銀髪にしてみて

銀髪にした。
ヘアカラーの候補はブルーシルバーとメタリックシルバーの2つがあって、比較的前者の方がアッシュっぽい感じで、巷に馴染みやすそうな感じだったけれど、ドン・キホーテで立ち尽くして悩んだ結果、後者をおれは選んだ。
違う、選ばされたのだ。ドンキという空間がメタリックシルバーをおれに強制してきた。なんとなくわかる気もしないか?
1度銀色にしてみたいなと思っていた。
今までもちろん何度か髪を染めたことはある。はじめはブリーチが怖かったけれど、ブリーチ剤を使わずとも結局ヘアカラー剤にその成分がいくらか含まれていると知ってからはあまり躊躇わないようになった。

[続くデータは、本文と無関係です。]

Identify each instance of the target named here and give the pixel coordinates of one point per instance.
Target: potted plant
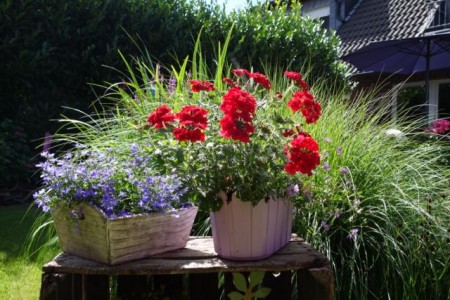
(241, 148)
(110, 206)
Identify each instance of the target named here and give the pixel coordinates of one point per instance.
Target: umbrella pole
(427, 79)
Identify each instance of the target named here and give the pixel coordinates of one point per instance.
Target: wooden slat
(123, 239)
(295, 255)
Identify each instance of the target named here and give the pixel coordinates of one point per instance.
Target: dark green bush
(51, 49)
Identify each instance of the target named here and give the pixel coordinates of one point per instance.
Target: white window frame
(433, 105)
(318, 12)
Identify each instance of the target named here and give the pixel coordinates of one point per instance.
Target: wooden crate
(113, 241)
(297, 271)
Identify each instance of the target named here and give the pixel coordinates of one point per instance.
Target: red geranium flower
(201, 85)
(235, 129)
(261, 79)
(302, 154)
(161, 117)
(241, 72)
(193, 122)
(239, 104)
(193, 116)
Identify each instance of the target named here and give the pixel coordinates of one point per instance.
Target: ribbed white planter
(244, 232)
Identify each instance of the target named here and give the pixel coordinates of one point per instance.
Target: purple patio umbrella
(407, 56)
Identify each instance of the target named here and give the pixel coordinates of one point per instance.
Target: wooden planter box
(113, 241)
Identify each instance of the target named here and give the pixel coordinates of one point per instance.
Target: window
(410, 101)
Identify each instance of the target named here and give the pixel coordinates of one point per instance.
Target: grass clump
(20, 273)
(379, 207)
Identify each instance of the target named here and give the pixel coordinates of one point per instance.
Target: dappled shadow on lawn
(15, 224)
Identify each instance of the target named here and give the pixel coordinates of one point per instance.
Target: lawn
(20, 275)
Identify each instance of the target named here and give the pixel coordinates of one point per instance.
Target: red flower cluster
(239, 108)
(192, 122)
(303, 154)
(303, 101)
(201, 85)
(161, 117)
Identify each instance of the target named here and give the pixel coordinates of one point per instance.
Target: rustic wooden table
(194, 272)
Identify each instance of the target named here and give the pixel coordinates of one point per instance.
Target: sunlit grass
(20, 276)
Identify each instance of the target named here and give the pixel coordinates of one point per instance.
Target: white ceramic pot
(244, 232)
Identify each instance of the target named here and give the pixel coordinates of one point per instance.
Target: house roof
(380, 20)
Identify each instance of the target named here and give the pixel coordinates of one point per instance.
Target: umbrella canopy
(407, 56)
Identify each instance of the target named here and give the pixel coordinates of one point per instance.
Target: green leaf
(239, 282)
(236, 296)
(262, 293)
(256, 278)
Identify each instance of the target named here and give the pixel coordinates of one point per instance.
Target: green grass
(20, 275)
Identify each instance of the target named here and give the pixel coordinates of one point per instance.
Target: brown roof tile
(378, 20)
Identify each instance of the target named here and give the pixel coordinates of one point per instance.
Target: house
(360, 22)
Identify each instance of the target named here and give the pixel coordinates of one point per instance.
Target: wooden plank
(295, 255)
(204, 286)
(114, 241)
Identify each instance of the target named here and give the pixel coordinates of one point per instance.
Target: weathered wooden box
(113, 241)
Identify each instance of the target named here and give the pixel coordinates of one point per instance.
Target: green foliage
(20, 274)
(249, 288)
(52, 50)
(15, 158)
(379, 205)
(284, 38)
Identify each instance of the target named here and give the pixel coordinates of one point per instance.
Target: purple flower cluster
(120, 183)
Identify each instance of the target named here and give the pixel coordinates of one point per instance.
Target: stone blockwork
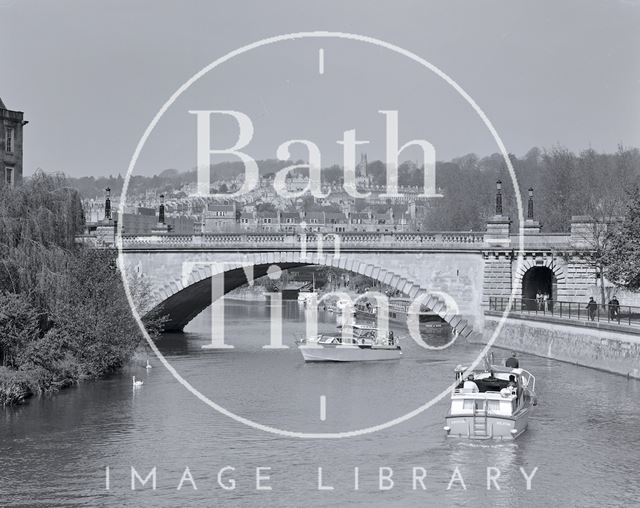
(582, 344)
(497, 274)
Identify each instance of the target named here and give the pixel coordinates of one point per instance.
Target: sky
(91, 75)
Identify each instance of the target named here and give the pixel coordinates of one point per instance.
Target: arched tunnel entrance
(538, 281)
(186, 303)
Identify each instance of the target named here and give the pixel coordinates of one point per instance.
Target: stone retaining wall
(585, 344)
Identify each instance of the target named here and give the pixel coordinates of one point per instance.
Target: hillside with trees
(63, 312)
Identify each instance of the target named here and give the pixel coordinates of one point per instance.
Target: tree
(621, 262)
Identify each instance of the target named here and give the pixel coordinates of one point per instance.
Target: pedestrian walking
(614, 309)
(592, 307)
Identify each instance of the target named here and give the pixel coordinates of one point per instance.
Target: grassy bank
(63, 311)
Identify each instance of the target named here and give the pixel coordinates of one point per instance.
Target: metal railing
(583, 311)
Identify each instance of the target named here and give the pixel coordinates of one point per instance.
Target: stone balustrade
(442, 240)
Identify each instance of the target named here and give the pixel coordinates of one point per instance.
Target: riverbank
(607, 349)
(16, 386)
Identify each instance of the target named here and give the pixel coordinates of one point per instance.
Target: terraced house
(11, 123)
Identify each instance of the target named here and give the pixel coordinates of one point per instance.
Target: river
(583, 437)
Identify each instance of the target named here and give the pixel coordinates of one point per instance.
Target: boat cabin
(498, 391)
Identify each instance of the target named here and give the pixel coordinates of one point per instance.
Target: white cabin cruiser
(363, 343)
(492, 403)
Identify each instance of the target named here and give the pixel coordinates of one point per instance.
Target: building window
(10, 139)
(8, 176)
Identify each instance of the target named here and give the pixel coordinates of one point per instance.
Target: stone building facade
(11, 123)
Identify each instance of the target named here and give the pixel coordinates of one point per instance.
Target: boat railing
(529, 381)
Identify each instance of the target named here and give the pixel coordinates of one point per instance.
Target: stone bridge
(464, 267)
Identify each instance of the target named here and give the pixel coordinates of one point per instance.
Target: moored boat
(491, 403)
(363, 343)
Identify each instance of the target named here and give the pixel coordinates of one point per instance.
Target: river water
(583, 437)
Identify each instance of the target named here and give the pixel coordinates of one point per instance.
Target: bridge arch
(539, 275)
(183, 300)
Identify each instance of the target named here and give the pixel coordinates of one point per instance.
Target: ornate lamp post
(161, 210)
(107, 204)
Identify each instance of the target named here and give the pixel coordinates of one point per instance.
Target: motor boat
(491, 403)
(356, 343)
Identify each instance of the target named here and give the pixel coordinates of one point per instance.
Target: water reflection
(583, 435)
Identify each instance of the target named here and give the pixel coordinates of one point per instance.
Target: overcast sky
(90, 75)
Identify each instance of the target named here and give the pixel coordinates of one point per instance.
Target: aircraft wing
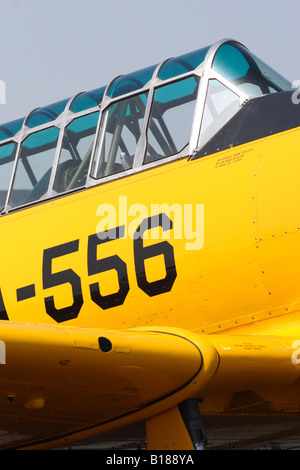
(62, 384)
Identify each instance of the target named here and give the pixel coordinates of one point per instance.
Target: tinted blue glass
(87, 100)
(84, 123)
(46, 114)
(249, 73)
(10, 128)
(40, 138)
(230, 63)
(128, 83)
(182, 64)
(176, 90)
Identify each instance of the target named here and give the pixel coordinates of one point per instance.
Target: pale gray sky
(53, 49)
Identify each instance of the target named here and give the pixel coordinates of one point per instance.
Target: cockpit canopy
(146, 118)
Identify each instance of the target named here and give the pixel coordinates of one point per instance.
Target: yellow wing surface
(62, 384)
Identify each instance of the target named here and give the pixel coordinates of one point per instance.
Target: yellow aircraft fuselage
(122, 300)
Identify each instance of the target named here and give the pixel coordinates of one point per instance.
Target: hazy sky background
(53, 49)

 でも染めた後はがっかりしたことしかなかった。汚い色だな、おれの顔 の汚さと悪魔的なマリアージュだなとか感じていた。それは誇張だけど、黒染めを使って無理やり染め直したことはある。
 地毛が好きじゃない。日本人の髪は赤みが出やすいとよく言うけれど、おれの髪は特にそうだ。陽に当たるとときたま赤銅色に輝くことすらある。熱血キャラは好きじゃないのに。

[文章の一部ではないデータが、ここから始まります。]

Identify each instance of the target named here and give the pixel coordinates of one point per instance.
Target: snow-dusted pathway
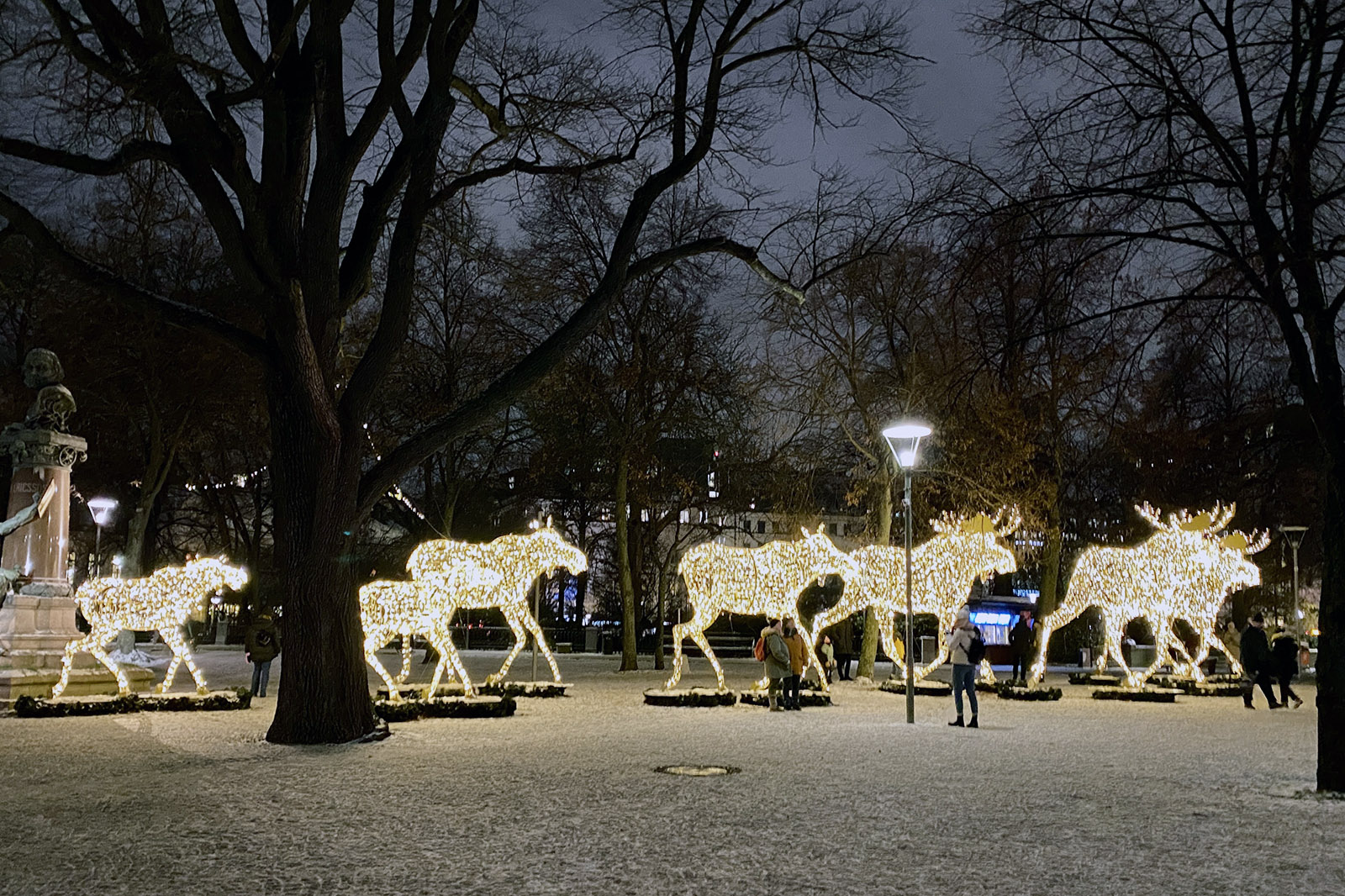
(1073, 798)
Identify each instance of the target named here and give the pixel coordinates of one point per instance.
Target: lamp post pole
(911, 658)
(905, 439)
(1295, 535)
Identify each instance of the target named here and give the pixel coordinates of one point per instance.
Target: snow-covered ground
(1076, 797)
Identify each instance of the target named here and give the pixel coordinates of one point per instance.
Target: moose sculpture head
(973, 544)
(1200, 551)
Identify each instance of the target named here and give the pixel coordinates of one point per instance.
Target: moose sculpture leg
(448, 656)
(92, 643)
(181, 654)
(694, 629)
(374, 640)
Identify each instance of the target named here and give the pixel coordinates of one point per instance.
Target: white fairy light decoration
(942, 572)
(764, 580)
(517, 561)
(403, 609)
(1184, 571)
(161, 600)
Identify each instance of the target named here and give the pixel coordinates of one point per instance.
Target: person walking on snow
(777, 662)
(826, 653)
(1255, 653)
(1020, 640)
(963, 670)
(798, 660)
(1284, 658)
(842, 636)
(261, 646)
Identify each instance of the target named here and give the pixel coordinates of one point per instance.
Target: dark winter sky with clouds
(959, 94)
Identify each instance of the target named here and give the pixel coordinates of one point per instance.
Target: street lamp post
(101, 512)
(1295, 535)
(905, 439)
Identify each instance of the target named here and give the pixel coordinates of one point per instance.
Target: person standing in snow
(261, 646)
(1284, 658)
(1255, 651)
(963, 670)
(798, 660)
(842, 638)
(777, 662)
(826, 653)
(1020, 640)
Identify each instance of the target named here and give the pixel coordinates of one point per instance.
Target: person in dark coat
(798, 662)
(1255, 653)
(842, 640)
(1284, 660)
(261, 645)
(777, 662)
(1020, 642)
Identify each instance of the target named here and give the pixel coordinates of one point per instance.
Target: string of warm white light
(1184, 571)
(161, 600)
(517, 560)
(942, 572)
(764, 580)
(237, 481)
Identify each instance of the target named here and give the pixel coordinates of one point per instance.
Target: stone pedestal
(40, 620)
(40, 548)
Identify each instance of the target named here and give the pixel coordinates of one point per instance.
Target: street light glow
(907, 430)
(905, 439)
(101, 510)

 そう、高2病、大2病を終え、2週目の中二病に今おれは罹患しつつある。
 あの頃なれなかったクールキャラになりたい。
 恥じらいに鈍感になったのだ、14から10年経って。
 
 とはいえすぐに染めることにはならなかった。
 諸事情あって、引っ越した家ではガスが止まっており、ガス会社の人に一度来てもらう必要があった。その手続きを放置していた。
 
 2月終わりの、冬の残り物を詰めこんだような厳しい寒さの日。
 髪がどんどん褪せて汚らしい茶になっていくのが我慢の限界を超えて。
 冷水シャワーでの染髪をおれを決意した。
 「筆舌に尽くしがたい」苦痛だったと書いてしまうことは物書きのはしくれとしてあってはならないことだ。描写を試みてみよう。
 まず、おれはビビりであるので、今回ブリーチは一回だけで終わらせようと計画した、通常ハイトーンカラーには2回以上のブリーチが必要とされるが、3週間前にもブリーチをしたため、それで大丈夫だろうと思っていた。
 髪に冷水を何度浴びせなければならないのか。付属のシャンプーやトリートメントの数からその必要数をあらかじめ目算しておくことは出来ただろう。
 しかししなかった。それは英断だったと今になっては思う。多分知ってしまっては震えていた。恐怖に、そして予感できる冷たさに。
 ・・・意外と大丈夫だった。最初の方は特に。どうやら普段から頭をうんうん言わせているから熱を持っていたんじゃないだろうか。最後の方はちょっと、頭痛を覚えて中断したこともあったけど、まあ後日には引きずらなかった。
 
 銀髪で送る生活は楽しい。
 さして都会でもないから、多分この街に銀髪は自分ひとりしかいない。
 多分顔とか覚えられちゃってるだろう。